= Extended Range Attack Munition =

American aerial stand-off munition

The Extended Range Attack Munition (ERAM) is a United States Air Force (USAF) development program for a class of low-cost precision-guided air-launched stand-off munition which started in August 2024. The initial weapon types, the AGM-188 and AGM-189, are expected to enter service in late 2026.

==Design==
Two separate designs by non-traditional defense companies CoAspire and Zone 5 Technologies will be manufactured. The USAF issued contracts for the ERAM in October 2024 and both designs made a first flight four months later.

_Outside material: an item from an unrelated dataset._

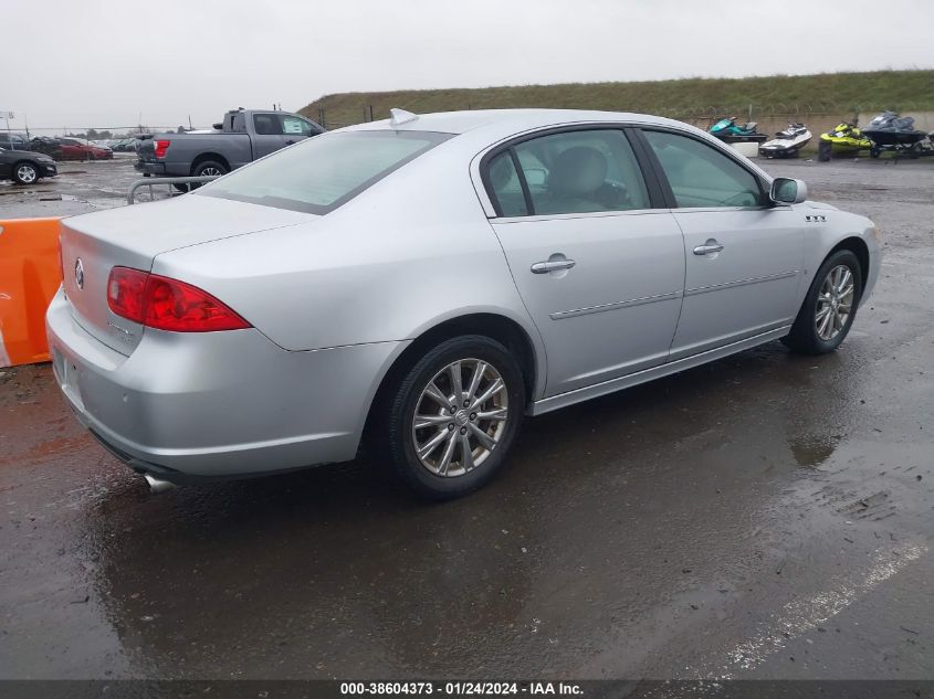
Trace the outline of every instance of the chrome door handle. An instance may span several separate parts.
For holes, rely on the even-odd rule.
[[[717,243],[714,239],[710,239],[703,245],[697,245],[694,248],[695,255],[710,255],[711,253],[718,253],[723,250],[723,245]]]
[[[558,269],[570,269],[577,263],[574,260],[549,260],[548,262],[536,262],[532,265],[532,274],[547,274]]]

The program has a $225 million budget, and is managed by the Air Force Life Cycle Management Center Armament Directorate.

The ERAM is described as a hybrid between a cruise missile and an advanced guided bomb, carrying a 500 lb warhead to a range of up to 280 mile, at speeds of at least 430 mph.

The requirements are in line with Boeing's PJDAM (a powered derivative of the JDAM), a powered version of Raytheon’s Joint Stand-Off Weapon (JSOW) glide bomb, or those of Northrop Grumman's "Gray Wolf" design. The two designs currently being evaluated are Zone 5 Technologies AGM-188 and Anduril Industries AGM-189.

==Delivery plans==
It is planned to deliver a first batch of 840 ERAMs in October 2026. Ukraine will receive some of this batch for use in the Russo-Ukrainian War, and is cleared to purchase up to 3,350 ERAMs including spares and support equipment for an estimated cost of $825 million. Ukraine is expected to use funding from Denmark, the Netherlands, Norway and United States Foreign Military Financing for the purchase.